Example 1: A SaaS platform with separate product teams moved to Antora-style components. Each product team published independently, reducing merge conflicts by 80% and speeding up release-to-docs time from days to hours.
Example 2: A developer platform adopted MDX components with a shared snippets package and CI previews. The team eliminated duplicated API examples across three repos and reduced fix time for broken examples from hours to minutes.
These outcomes are typical when teams invest in ownership boundaries and automated validation.
Takeaway: Modular docs cut cross-team friction and reduce duplicated effort when combined with shared components and CI validation.
FAQ: Quick answers to common questions
How do I choose between Antora and Docusaurus?
If you need multi-repo assembly and strict component ownership with AsciiDoc, Antora is purpose-built. If your team prefers MDX, React components, and richer interactive UI blocks, choose Docusaurus. Both can produce static sites and support versioning; choose the one that aligns with your content format and front-end skills.
How do I handle translations in a modular architecture?
Keep translations alongside the module they document (same repo). Use a consistent keying strategy for shared fragments and integrate localization in CI. Tools like Crowdin or Lokalise support multi-repo workflows; ensure translators preview assembled pages during QA.
How do I stop leaking internal endpoints or secrets in docs?
Enable secret scanning, add pre-commit hooks to block common patterns, scan PRs, and run an automated link-safety check. Restrict access to internal doc previews until they pass a checklist that includes a secrets scan.
How do I map doc versions to product versions?
Use Git tags for release-aligned snapshots and map semantic versions (semver) to doc versions.
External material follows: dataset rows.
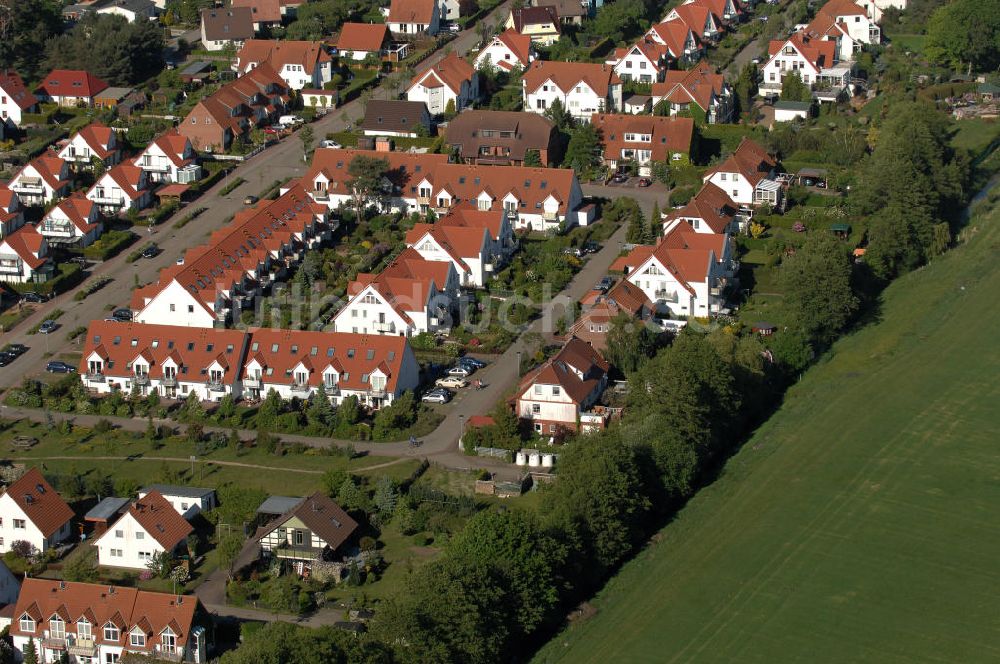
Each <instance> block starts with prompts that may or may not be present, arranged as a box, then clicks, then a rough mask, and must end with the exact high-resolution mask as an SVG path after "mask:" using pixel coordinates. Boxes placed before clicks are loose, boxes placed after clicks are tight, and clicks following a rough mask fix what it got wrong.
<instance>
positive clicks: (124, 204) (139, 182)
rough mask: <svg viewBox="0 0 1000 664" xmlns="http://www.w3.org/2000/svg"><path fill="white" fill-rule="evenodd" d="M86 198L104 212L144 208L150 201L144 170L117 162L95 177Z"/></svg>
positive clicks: (134, 210) (150, 196)
mask: <svg viewBox="0 0 1000 664" xmlns="http://www.w3.org/2000/svg"><path fill="white" fill-rule="evenodd" d="M87 199H88V200H91V201H93V202H94V203H96V204H97V206H98V207H99V208H100V210H101V212H103V213H104V214H110V215H115V214H120V213H122V212H129V211H133V210H134V211H136V212H138V211H139V210H142V209H145V208H147V207H149V204H150V203H151V202H152V194H151V193H150V189H149V180H148V179H147V176H146V171H144V170H143V169H141V168H140V167H138V166H136V165H135V164H133V163H130V162H125V163H123V164H118V165H117V166H115V167H113V168H112V169H111V170H109V171H108V172H107V173H105V174H104V175H102V176H101V177H100V178H98V179H97V182H95V183H94V186H92V187H91V188H90V189H89V190H88V191H87Z"/></svg>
Automate publishing on tag pushes so a build and publish step happens when you cut a release.
Takeaway: Utilize tooling that aligns with your repository strategy for translations, scanning, and version automation to minimize human error.
References and further reading
- Docusaurus docs — versioning and MDX: https://docusaurus.io/docs/
- Antora documentation — multi-repo component model: https://docs.antora.org/
- Read the Docs — automated version builds: https://docs.readthedocs.io/
- Google Developer Documentation Style Guide: https://developers.google.com/style
- GitHub Secret Scanning: https://docs.github.com/en/code-security/secret-scanning
Final thoughts: How should you get started this week?
If you only do three things this week, do these:
- Run a quick content inventory: identify duplicates, owners, and slow builds.
- Create a site shell and extract a single low-risk module as a proof-of-concept with CI previews.
- Standardize one shared component (note, warning, snippet format) and enforce its use with a lint rule or CI validation.
Start small, validate frequently, and prioritize ownership boundaries. That pattern will let you move from a fragile monolith to a maintainable modular documentation architecture without disruption.
Final takeaway: Design modules around ownership and reuse, automate versioning and previews, and standardize shared components early — those three moves will give you a robust documentation architecture that scales.